The brief periods when my kid slept I would grab anything that I could eat with one hand and spend the time before my laptop writing furiously with one hand while stuffing my face with the other. Sometimes I’d look up from the screen to see the piles of laundry, floor covered in toys, dirty dishes, and for a second I would think that maybe…maybe I should be…cleaning? No, a clean house never paid the bills (unless you are a cleaner, I guess).
There are some benefits to being a writer and a parent. It is said that creativity flows best when given constraints. Well there ain’t no constraints like having children. Pre-kids you may have thought there was plenty of time to pursue your career, travel, write that novel, but now there is no more time to waste. Those precious moments when you are not serving your kid somehow are filled with a desire to do something for yourself. And boy, do you deserve to do something for yourself! You can use this as motivation for your writing.
Being a parent means you have also lessened the need for external validation. Previously it may have been important what others thought of your work, or of you, whether they liked you, or thought you looked good. Well with your tracksuits pants on and your hair in a nest you no longer need worry yourself about that.

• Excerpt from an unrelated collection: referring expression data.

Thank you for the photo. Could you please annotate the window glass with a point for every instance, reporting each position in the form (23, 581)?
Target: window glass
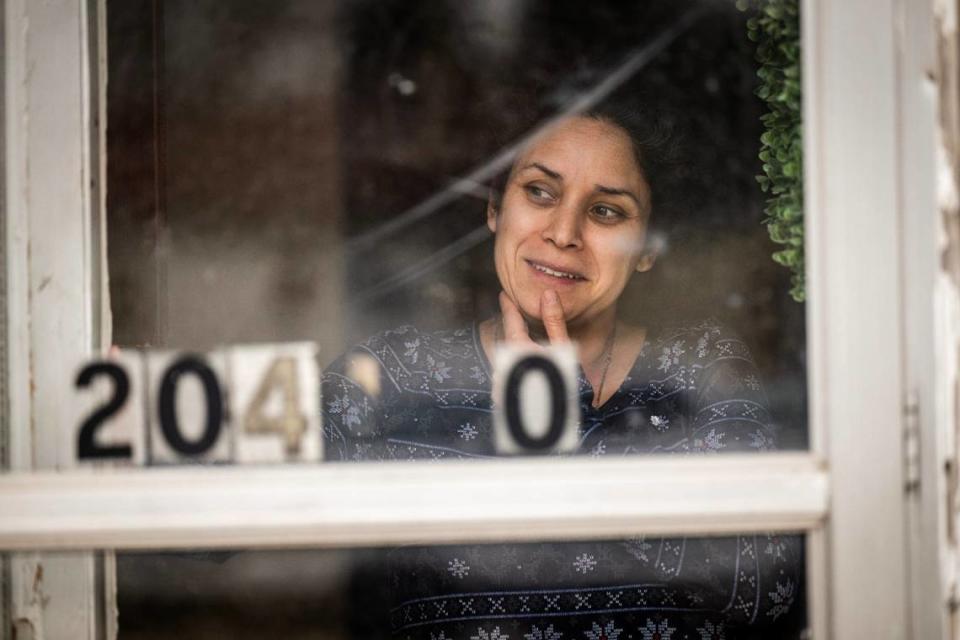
(371, 176)
(406, 185)
(722, 587)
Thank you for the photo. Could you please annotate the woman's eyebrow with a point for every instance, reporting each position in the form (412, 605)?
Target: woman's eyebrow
(556, 175)
(612, 191)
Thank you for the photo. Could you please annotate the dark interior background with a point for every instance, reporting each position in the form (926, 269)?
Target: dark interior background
(291, 170)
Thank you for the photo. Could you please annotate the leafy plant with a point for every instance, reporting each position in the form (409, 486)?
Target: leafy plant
(775, 28)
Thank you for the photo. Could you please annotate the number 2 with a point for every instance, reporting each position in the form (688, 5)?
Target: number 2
(87, 447)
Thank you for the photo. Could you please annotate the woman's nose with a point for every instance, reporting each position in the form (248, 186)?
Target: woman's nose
(564, 227)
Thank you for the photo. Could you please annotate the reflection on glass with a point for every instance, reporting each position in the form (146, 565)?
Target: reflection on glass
(333, 173)
(446, 177)
(669, 588)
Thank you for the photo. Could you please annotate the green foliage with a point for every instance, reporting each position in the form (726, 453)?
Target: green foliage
(775, 28)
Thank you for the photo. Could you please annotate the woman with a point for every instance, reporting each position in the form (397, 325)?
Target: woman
(571, 228)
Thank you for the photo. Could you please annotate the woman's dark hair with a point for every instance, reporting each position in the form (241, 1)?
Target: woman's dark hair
(656, 141)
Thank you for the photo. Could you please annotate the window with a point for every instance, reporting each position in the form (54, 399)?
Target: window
(854, 323)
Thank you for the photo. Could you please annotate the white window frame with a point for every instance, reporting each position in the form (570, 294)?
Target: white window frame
(870, 136)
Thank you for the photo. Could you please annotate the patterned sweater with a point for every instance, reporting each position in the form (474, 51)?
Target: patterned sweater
(691, 390)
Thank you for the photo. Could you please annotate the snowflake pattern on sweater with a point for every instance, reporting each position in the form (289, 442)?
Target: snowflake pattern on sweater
(692, 390)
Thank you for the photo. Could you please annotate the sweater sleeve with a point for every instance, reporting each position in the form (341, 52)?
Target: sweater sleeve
(729, 413)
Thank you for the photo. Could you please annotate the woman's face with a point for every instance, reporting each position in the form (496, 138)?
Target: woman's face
(573, 219)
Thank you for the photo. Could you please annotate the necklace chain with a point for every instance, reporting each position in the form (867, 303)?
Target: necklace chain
(607, 356)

Plus, you know how hard you work, how important you are – someone’s life literally depends upon you and they are still alive so you’re doing a great job. You don’t need anyone else judging you, who has the time for that anymore? That sense of self-assurance that comes from being a parent will make you a writer that doesn’t waste time fretting over the critics.

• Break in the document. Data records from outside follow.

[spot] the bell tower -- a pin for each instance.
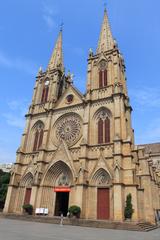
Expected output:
(106, 80)
(51, 84)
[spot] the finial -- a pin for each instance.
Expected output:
(61, 26)
(40, 70)
(105, 6)
(90, 52)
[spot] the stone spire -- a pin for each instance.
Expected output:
(56, 60)
(106, 41)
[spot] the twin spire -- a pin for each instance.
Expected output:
(105, 43)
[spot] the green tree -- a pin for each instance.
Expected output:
(129, 207)
(4, 181)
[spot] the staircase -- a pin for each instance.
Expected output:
(130, 226)
(146, 227)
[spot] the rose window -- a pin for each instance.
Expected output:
(68, 128)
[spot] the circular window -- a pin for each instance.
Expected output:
(69, 98)
(67, 128)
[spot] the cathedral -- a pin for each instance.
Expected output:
(78, 149)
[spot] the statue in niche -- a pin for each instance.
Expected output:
(63, 180)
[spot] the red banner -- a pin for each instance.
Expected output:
(62, 189)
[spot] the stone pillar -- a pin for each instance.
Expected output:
(118, 214)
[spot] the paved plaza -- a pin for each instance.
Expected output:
(22, 230)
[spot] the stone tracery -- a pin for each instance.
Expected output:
(68, 128)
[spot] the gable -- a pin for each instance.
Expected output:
(70, 97)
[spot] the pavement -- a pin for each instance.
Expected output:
(23, 230)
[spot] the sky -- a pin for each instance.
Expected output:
(28, 31)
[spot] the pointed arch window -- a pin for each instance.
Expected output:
(38, 137)
(103, 130)
(45, 91)
(103, 81)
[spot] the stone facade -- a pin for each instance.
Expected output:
(83, 144)
(6, 167)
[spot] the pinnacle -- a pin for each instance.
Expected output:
(106, 41)
(56, 60)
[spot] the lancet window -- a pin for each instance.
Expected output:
(38, 136)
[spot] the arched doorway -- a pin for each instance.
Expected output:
(102, 180)
(25, 191)
(59, 179)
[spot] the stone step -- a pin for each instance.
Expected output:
(85, 222)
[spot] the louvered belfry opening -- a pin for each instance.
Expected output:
(38, 138)
(103, 78)
(45, 91)
(103, 130)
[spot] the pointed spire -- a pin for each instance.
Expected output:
(57, 55)
(106, 41)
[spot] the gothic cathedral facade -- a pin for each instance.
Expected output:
(79, 149)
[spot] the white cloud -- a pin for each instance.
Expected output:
(18, 64)
(149, 97)
(79, 51)
(49, 13)
(15, 115)
(7, 157)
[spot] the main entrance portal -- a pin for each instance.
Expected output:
(61, 206)
(103, 203)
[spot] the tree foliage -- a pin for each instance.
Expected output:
(4, 181)
(129, 207)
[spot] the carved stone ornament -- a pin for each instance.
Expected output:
(102, 65)
(67, 128)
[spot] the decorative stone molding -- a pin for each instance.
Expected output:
(67, 128)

One thing to remember however, is that any lengthy writing project or career goal will now take longer to reach than it would have sans kids. And that is okay. Enjoy the ride. Try employing the Pomodoro Technique (I use 10-15 minute blocks rather than the recommended 25), join a Shut Up and Write group, or check out Write Or Die.com. These are all great ways of learning to write in limited blocks of time (like during nap time or while you have locked yourself in the bathroom).
If you can, create a space and a time that is your non-negotiable writing time. Somewhere that you can shut the door and be left alone, or maybe a favourite cafe, or the local library. That said, I still have my desk located in the lounge room and generally work off a stable table with my laptop, anytime, anywhere. So I’m rubbish at this one.
Most importantly, if you want to be a writing parent you must be innovative and flexible. For example, my little one took to falling asleep in the car so I started packing my laptop on every drive. Once the bub was asleep I’d circle back home and pull into the driveway. Keep the car running, access my home wi-fi and there I could happily write until they woke. You don’t always have to change your children’s habits to fit in with your writing, just inject some innovative thinking. Of course, a few months later and they suddenly hate sleeping in the car but like being in the carrier so now you need a new plan. Flexibility is key.
Here is the part where you stop reading and start writing. I hope these tips and words of encouragement are enough to convince you that your voice is needed and you should definitely, absolutely get to writing about your experiences as a parent. For yourself, for your kids, for the general discourse. Go. Do it. Start writing now!